Work is optional. The consequences of not working might be significant depending on your situation, but there are places in the world that you are inescapably trapped in an existence less desirable than an American choosing not to work. It's funny to me how often you try to describe how things are wrong or could be better, and the better you imagine is the way things already are.
When the fear of "consequences" is institutionally built into how a society functions, you're talking about coercion.
Everyone in North Korea has freedom of speech. The consequences of saying the wrong thing might be significant depending on your situation..
I'm not really interested in the relative "desirability" or otherwise of various forms of existence. I'm certainly not into pretending that America is an autarky and that the conditions of people outside of America have no relationship whatsoever to the global economic system that supports the comparative wealth of Americans. The fact that an unemployed person person can technically survive in a developed country without starving
provided they are able to consistently satisfy the state-imposed requirements for not starving isn't really the point.
ALL work is structured coercively. It doesn't really matter if you have a job or not. You are still, almost certainly, getting fucked by people who rely on you being too afraid to quit.
That is what it means to live in a society with a capital monopoly. You work because you have no choice, because capital (a thing without inherent value that can be created on a whim) is scarce, and you don't have enough of it to have a meaningful choice about whether or not you work. The artificial scarcity of capital devalues labour, all labour, to the point of meaninglessness. Meanwhile, the people who do have enough capital to choose whether or not to work, for whom work is a hobby they sometimes play at rather than a necessity of life, take most of the material value of what you produce in the form of more capital. They get richer, you earn enough to stave off poverty (if you're lucky).

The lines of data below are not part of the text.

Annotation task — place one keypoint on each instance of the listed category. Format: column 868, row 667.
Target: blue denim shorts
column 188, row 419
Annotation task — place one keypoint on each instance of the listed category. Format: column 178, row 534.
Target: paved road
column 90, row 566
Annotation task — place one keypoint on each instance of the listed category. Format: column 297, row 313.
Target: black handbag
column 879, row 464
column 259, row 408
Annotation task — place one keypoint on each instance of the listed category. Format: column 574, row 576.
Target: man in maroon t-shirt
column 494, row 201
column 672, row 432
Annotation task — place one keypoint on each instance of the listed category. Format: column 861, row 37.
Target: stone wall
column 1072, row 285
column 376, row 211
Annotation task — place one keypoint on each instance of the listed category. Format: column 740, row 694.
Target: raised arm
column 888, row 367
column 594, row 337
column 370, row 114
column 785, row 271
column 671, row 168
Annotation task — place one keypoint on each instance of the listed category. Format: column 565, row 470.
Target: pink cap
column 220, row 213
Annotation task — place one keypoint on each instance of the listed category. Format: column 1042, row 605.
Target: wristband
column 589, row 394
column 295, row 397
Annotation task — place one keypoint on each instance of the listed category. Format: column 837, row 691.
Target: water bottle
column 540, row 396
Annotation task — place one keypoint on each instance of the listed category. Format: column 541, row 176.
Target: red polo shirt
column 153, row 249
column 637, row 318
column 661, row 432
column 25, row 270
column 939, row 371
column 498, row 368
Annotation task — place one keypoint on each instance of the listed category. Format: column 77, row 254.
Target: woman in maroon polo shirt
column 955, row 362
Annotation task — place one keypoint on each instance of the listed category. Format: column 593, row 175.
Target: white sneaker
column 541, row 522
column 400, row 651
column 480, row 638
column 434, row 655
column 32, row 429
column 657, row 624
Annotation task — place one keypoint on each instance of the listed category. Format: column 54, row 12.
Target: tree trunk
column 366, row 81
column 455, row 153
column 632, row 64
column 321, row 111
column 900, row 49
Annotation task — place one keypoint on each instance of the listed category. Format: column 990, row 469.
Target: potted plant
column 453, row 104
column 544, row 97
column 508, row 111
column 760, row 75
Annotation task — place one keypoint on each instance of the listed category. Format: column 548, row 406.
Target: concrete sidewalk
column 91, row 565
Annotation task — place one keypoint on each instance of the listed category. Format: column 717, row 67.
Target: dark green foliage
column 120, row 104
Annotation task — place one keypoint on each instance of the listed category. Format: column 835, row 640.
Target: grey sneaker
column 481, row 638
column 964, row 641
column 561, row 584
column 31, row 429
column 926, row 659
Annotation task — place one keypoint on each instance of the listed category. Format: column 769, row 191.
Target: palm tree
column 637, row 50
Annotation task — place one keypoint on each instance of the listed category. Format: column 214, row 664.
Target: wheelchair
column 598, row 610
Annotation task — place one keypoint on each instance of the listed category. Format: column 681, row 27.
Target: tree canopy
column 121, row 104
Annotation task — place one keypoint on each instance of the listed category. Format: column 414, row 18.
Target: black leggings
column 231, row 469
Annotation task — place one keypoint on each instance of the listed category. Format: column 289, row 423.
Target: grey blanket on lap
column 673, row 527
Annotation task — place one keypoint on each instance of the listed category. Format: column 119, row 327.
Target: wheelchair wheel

If you actually cared about work ethic or the value of labour, you would see this system for the disgusting abomination that it is, but I don't think the value of labour is what really bothers you, is it? It's the idea that we live in a society where everyone gets what they deserve, where the people at the top must be at the top by virtue of some great merit or moral worthiness that marks them out from us wretched sinners struggling to survive. I am sorry to tell you that that is a lie, and the sooner you stop believing that lie the better.